Early Childhood Learning / Special Education / Ages 2-7

5 Tips for Making the Transition from Early Intervention to Preschool

Early intervention ends on a child’s 3rd birthday. How can you make sure your child continues to get the support they need?

When your child turns 3, the in-home therapies they’ve received through Early Intervention will end. At that point, if your child qualifies for special education, they will transition to receiving support in their preschool classroom.

But making that leap can be overwhelming for families: Your child will need to be evaluated by your public school’s special education team. Then there will be several meetings to determine the types of support they need before they’ll be enrolled in school. (Learn more about those steps here.) While the Individuals with Disabilities in Education Act (IDEA) lays out guidelines for that process, delays aren’t uncommon.

Our Navigators recommend a few strategies to make sure your child doesn’t fall through the cracks in the transition between EI and school-based support:


Have a conversation with your EI therapist before your child’s third birthday.

Not all children who receive EI services will need special education in preschool. For many young children, a little bit of extra support in the early years is all they need. But if you think your child will need continued support in school, acting early is important in order to avoid gaps in important therapies and services.


Know your rights.

IDEA, a federal law, includes specific timelines for the process of getting special education services for your child. For example, IDEA states that your school district has 30 school days to complete the evaluation process after you’ve requested an evaluation and signed the consent form. That doesn’t always happen—but it’s good to know what the school district is legally required to do. If you notice a key date has passed, call your school district again and let them know that you’re still waiting. The law also requires your school district to communicate with you in your primary language, including providing an interpreter for IEP meetings.

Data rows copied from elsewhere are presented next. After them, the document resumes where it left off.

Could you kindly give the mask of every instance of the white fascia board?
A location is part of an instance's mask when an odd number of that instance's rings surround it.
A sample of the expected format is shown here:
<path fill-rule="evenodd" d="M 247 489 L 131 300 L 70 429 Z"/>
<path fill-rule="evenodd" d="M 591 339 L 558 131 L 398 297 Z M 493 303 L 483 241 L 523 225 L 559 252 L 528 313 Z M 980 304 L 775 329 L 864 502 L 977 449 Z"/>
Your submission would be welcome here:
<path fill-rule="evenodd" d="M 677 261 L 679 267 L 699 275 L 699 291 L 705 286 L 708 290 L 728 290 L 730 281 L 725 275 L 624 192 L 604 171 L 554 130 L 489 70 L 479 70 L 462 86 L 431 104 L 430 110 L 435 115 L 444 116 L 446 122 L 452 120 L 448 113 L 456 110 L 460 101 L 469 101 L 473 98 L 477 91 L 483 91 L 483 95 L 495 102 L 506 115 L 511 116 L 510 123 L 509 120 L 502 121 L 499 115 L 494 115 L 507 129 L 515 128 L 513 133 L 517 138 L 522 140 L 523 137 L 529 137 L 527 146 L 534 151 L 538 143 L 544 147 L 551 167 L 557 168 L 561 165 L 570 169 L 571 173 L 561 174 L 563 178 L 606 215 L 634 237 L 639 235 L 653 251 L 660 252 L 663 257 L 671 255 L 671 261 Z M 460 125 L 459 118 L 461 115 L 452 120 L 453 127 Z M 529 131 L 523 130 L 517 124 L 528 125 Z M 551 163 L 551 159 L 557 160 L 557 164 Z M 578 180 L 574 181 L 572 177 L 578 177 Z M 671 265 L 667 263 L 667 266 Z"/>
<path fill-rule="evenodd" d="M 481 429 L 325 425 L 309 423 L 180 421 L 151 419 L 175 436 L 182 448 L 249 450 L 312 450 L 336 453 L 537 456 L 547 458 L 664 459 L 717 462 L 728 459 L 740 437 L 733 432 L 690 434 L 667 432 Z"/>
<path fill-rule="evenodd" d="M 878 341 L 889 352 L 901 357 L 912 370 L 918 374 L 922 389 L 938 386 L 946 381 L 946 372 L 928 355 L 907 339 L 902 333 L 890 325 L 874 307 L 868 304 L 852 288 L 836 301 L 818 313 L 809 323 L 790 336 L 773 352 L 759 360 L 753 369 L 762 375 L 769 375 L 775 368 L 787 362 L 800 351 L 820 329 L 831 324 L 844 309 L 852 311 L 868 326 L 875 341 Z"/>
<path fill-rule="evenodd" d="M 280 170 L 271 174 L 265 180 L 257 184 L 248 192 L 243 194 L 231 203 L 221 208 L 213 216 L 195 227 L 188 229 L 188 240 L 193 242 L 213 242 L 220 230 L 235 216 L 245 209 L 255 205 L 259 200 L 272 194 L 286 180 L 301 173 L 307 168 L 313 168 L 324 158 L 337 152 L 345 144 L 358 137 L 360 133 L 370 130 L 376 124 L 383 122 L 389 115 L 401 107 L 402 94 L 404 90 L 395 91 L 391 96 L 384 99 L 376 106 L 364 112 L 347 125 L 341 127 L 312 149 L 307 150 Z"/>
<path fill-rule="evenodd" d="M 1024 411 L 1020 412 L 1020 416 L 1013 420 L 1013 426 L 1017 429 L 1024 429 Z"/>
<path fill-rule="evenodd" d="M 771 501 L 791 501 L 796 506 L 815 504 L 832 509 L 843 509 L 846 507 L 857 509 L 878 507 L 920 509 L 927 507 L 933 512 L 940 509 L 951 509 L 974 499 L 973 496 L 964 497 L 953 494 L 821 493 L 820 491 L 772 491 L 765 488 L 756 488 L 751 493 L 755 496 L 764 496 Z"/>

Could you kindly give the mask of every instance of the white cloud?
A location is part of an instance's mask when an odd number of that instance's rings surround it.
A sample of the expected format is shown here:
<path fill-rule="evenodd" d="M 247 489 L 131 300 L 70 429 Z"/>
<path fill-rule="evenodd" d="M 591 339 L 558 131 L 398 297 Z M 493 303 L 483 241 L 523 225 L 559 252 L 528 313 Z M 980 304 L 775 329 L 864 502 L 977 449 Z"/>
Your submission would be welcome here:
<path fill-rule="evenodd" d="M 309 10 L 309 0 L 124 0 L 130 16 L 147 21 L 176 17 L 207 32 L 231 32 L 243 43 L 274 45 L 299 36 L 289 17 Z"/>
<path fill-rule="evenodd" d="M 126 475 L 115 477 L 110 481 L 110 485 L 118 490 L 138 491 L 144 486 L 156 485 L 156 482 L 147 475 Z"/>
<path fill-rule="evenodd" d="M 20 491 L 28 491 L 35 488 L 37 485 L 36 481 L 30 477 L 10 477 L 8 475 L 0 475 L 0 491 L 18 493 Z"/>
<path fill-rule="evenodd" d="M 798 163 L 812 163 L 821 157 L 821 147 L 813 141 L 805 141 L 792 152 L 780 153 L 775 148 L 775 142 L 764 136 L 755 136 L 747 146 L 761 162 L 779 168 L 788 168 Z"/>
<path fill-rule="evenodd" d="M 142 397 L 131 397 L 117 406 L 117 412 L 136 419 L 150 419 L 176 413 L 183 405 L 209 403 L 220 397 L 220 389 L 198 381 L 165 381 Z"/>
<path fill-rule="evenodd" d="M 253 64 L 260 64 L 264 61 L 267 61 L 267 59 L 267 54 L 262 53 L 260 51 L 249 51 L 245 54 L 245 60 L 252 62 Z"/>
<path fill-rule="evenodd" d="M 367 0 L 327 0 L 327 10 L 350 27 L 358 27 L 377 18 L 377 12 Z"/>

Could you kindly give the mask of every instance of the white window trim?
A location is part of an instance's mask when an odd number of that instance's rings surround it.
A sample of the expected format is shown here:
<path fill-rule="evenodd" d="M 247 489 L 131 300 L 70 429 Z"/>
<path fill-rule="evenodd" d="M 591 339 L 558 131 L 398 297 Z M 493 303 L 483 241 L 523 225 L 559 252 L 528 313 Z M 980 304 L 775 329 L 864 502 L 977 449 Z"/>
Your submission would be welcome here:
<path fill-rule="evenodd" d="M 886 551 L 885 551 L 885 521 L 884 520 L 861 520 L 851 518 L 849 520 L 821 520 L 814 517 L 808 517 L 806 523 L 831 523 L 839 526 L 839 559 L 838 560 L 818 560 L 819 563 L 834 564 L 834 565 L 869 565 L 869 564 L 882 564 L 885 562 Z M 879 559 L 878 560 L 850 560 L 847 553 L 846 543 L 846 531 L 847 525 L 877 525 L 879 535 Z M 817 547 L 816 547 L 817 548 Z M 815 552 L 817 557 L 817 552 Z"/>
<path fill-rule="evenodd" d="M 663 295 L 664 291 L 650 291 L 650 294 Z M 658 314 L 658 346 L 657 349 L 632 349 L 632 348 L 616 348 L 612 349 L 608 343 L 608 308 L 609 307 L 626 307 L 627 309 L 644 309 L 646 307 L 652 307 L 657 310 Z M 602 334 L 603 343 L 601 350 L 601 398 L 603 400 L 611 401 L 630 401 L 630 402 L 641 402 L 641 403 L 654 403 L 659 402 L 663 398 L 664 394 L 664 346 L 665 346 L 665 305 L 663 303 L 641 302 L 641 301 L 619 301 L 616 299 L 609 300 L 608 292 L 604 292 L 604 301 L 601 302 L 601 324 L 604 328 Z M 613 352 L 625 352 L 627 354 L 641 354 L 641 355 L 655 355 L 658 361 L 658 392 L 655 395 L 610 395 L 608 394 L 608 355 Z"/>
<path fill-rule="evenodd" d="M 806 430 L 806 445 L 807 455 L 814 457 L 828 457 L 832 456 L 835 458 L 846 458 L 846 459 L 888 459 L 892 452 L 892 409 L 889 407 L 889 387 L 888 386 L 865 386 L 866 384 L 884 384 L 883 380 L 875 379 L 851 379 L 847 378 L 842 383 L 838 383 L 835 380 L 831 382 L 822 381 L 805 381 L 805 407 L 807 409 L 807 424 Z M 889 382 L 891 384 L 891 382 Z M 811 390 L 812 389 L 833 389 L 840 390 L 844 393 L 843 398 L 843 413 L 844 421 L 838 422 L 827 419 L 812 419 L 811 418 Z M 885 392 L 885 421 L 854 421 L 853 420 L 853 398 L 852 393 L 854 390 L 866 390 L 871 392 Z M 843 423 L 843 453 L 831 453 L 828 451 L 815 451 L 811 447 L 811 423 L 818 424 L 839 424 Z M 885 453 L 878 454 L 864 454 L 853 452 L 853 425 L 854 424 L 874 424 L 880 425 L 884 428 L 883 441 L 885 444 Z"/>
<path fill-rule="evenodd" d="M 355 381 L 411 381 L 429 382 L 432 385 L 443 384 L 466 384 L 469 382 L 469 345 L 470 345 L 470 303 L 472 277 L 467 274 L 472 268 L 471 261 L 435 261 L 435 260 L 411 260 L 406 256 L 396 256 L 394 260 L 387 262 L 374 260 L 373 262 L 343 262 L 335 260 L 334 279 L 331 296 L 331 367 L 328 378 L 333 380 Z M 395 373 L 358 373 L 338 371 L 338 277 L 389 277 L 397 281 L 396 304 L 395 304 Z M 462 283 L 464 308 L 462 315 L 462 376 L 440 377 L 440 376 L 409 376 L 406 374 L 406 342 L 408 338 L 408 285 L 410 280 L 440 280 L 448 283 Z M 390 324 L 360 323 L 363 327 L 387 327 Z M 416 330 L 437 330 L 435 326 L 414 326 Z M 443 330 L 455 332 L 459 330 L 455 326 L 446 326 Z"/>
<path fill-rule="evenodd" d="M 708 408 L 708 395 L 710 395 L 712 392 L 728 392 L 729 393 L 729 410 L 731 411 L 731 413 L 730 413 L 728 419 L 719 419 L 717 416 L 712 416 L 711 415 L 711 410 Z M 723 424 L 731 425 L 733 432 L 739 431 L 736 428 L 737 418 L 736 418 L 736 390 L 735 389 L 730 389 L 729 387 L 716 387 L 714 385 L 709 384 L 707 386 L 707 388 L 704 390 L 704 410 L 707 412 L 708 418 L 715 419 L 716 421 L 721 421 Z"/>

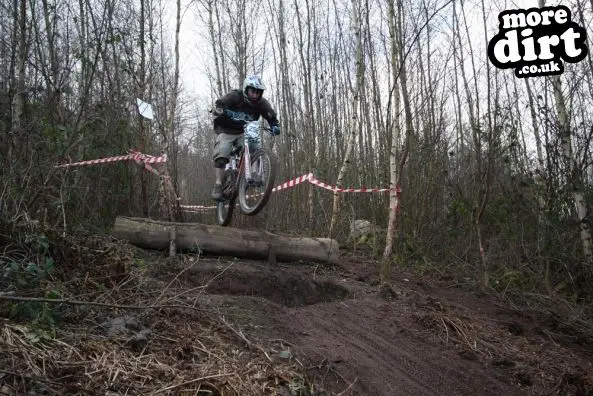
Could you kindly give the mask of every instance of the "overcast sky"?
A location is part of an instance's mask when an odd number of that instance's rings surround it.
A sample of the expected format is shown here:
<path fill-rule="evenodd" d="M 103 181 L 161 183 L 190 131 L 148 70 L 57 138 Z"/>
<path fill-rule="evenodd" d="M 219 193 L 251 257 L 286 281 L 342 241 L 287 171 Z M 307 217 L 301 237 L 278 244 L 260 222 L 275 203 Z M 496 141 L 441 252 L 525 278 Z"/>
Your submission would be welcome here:
<path fill-rule="evenodd" d="M 474 0 L 478 4 L 480 4 L 481 0 Z M 486 4 L 486 8 L 491 8 L 495 10 L 489 15 L 489 29 L 494 29 L 497 25 L 497 16 L 498 12 L 496 10 L 503 10 L 503 9 L 510 9 L 510 8 L 523 8 L 527 9 L 530 7 L 537 7 L 538 0 L 505 0 L 505 1 L 493 1 L 493 0 L 484 0 Z M 183 13 L 183 20 L 181 24 L 181 31 L 180 31 L 180 72 L 182 82 L 186 88 L 186 94 L 203 96 L 204 98 L 209 97 L 209 84 L 208 78 L 206 75 L 206 67 L 208 60 L 211 58 L 211 48 L 208 42 L 204 39 L 207 35 L 206 26 L 203 26 L 201 21 L 199 21 L 196 16 L 196 6 L 195 4 L 190 6 L 187 9 L 188 4 L 191 0 L 182 0 L 182 10 Z M 466 2 L 471 3 L 471 2 Z M 546 5 L 556 5 L 562 4 L 561 1 L 546 1 Z M 175 7 L 176 2 L 169 2 L 167 4 L 168 9 L 168 17 L 170 22 L 170 30 L 171 34 L 171 43 L 174 40 L 174 23 L 175 23 Z M 477 29 L 477 34 L 474 36 L 477 40 L 475 43 L 476 47 L 483 45 L 483 26 L 481 22 L 481 11 L 479 9 L 475 10 L 478 12 L 476 17 L 479 18 L 477 20 L 472 21 L 470 20 L 470 25 L 473 26 L 474 29 Z M 447 11 L 444 11 L 447 12 Z M 468 18 L 471 18 L 471 15 L 468 13 Z M 474 48 L 476 48 L 474 47 Z M 485 51 L 480 52 L 484 59 L 487 58 L 487 54 Z M 484 60 L 483 59 L 483 60 Z M 512 70 L 509 72 L 512 73 Z M 270 84 L 271 85 L 271 84 Z"/>
<path fill-rule="evenodd" d="M 384 1 L 384 0 L 383 0 Z M 487 61 L 486 44 L 484 42 L 484 23 L 481 15 L 481 1 L 482 0 L 465 0 L 466 14 L 468 18 L 468 24 L 471 31 L 475 31 L 472 34 L 472 48 L 476 54 L 476 57 L 481 57 L 477 64 L 483 64 Z M 208 36 L 207 26 L 203 24 L 199 18 L 196 17 L 196 4 L 189 6 L 191 0 L 182 0 L 182 24 L 180 31 L 180 78 L 183 84 L 184 91 L 182 92 L 181 100 L 186 105 L 184 106 L 184 112 L 189 112 L 191 118 L 196 115 L 205 116 L 208 108 L 211 106 L 212 97 L 211 87 L 208 81 L 207 68 L 209 67 L 211 55 L 211 47 L 206 39 Z M 490 39 L 494 34 L 497 33 L 498 29 L 498 13 L 506 9 L 528 9 L 532 7 L 538 7 L 538 0 L 504 0 L 504 1 L 493 1 L 484 0 L 486 9 L 491 9 L 492 12 L 487 17 L 488 24 L 488 38 Z M 565 1 L 558 0 L 547 0 L 546 5 L 557 5 L 566 3 Z M 477 7 L 471 7 L 470 4 L 476 5 Z M 167 18 L 170 21 L 169 25 L 169 43 L 171 46 L 174 45 L 174 33 L 175 33 L 175 13 L 176 13 L 176 2 L 170 1 L 165 5 Z M 442 10 L 441 13 L 450 15 L 449 8 Z M 289 38 L 290 39 L 290 38 Z M 290 56 L 290 55 L 289 55 Z M 468 60 L 469 61 L 469 60 Z M 504 73 L 513 74 L 513 69 L 507 69 Z M 269 81 L 268 77 L 265 78 L 266 84 L 271 87 L 271 90 L 267 93 L 268 98 L 276 96 L 273 92 L 275 86 L 274 81 Z M 237 87 L 239 88 L 239 87 Z M 387 87 L 385 87 L 387 89 Z M 483 91 L 485 92 L 485 90 Z M 278 103 L 273 103 L 278 106 Z"/>

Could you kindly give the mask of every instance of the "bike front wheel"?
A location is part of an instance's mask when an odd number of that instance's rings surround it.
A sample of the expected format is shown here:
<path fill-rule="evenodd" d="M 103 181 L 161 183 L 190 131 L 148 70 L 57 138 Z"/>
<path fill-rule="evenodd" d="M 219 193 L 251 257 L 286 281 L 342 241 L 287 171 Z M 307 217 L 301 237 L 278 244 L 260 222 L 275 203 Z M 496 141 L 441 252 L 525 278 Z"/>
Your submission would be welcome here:
<path fill-rule="evenodd" d="M 253 216 L 268 202 L 276 180 L 276 156 L 266 149 L 259 149 L 251 155 L 251 180 L 241 174 L 239 181 L 239 206 L 241 211 Z"/>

Communicate in writing whenever possible, and save everything.

If possible, communicate with your school district in writing so all your requests are documented. For phone calls, keep notes including the dates of each conversation and the names of the person you talked to. A quick follow-up email after a phone call can also be a good way to keep things moving.


Ask questions.

You might hear a lot of new words and phrases in IEP meetings or other conversations about special education. Ask questions and make sure you understand everything. It’s your right to know everything that will be offered and expected for your child. (Here’s a list of common terms you might hear.) Remember that the IEP is the blueprint for all the support your child will receive in school. So you should not sign it until you are comfortable with what is included.


Be persistent.

Sometimes school districts are under-staffed, or team members are on leave or vacation. Delays happen. Don’t be afraid to keep calling and emailing until the process moves along. Your child has the right to receive the services they need to thrive in school. You aren’t bothering anyone by requesting those services.